Un passaggio urgente e necessario anche in Europa, ricordiamo che Animal Equality insieme ad altre 70 organizzazioni, in occasione della discussione al Parlamento europeo del Green Deal – documento relativo alle strategie europee riguardo la protezione dell’ambiente su tutto il territorio europeo – aveva richiesto di inserire tra le raccomandazioni la necessità di riformare la PAC (la Politica Agricola Comune) in modo che il denaro pubblico non fosse più destinato a metodi di allevamento intensivi, e il sostegno concreto ad agricoltori e ricercatori impegnati nello sviluppo di proteine vegetali.

Alla fine al voto della PAC il Parlamento Europeo ha confermato tra le altre cose i finanziamenti agli allevamenti intensivi e quindi a quel sistema produttivo distruttivo per il nostro ambiente. Il 2021 però è un anno di grandi opportunità per rivedere il sistema di produzione alimentare stando a quanto riportato nel report. 

Bisogna quindi smettere di stare a guardare e agire in concreto per trasformare il modello alimentare a livello globale. Noi di Animal Equality continueremo a lavorare con le istituzioni a livello nazionale ed internazionale affinché queste azioni vengano discusse e portate avanti nelle sedi preposte, per il futuro degli animali e per il nostro.

È più importante una bistecca o il futuro del nostro pianeta?

La domanda può sembrare un po’ troppo diretta, ma non è poi tanto distante dalla realtà. 

Come abbiamo visto grazie al report Food System Impacts on Biodiversity Loss il modo in cui mangiamo ha un impatto diretto sul nostro pianeta, sul clima, sulla biodiversità, sul suolo, sull’acqua, sul nostro stesso futuro su questo pianeta.

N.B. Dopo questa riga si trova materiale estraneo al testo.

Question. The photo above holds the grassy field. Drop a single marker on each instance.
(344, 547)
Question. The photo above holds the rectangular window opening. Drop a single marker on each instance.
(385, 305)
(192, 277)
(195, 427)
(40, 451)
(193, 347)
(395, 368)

E se siamo noi a mangiare, allora siamo noi ad avere il potere di decidere quali industrie e quali sistemi supportare. Ogni volta che andiamo a fare la spesa e che scegliamo cosa comprare possiamo fare la differenza per gli animali e il pianeta.

Scegliere una dieta 100% vegetale significa scegliere di non finanziare una delle produzioni alimentari più dannose per il nostro ambiente e non solo, scegliere di non finanziare l’industria che sfrutta e uccide miliardi di animali in tutto il mondo. 

Oggi più che mai abbiamo bisogno che le istituzioni di tutto il mondo mettano al centro del dibattito l’alimentazione e la sua correlazione con la salute della terra, ma soprattutto abbiamo bisogno di mettere noi stessi al centro delle nostre riflessioni questa domanda, perché il futuro si costruisce nel presente, con le proprie scelte personali.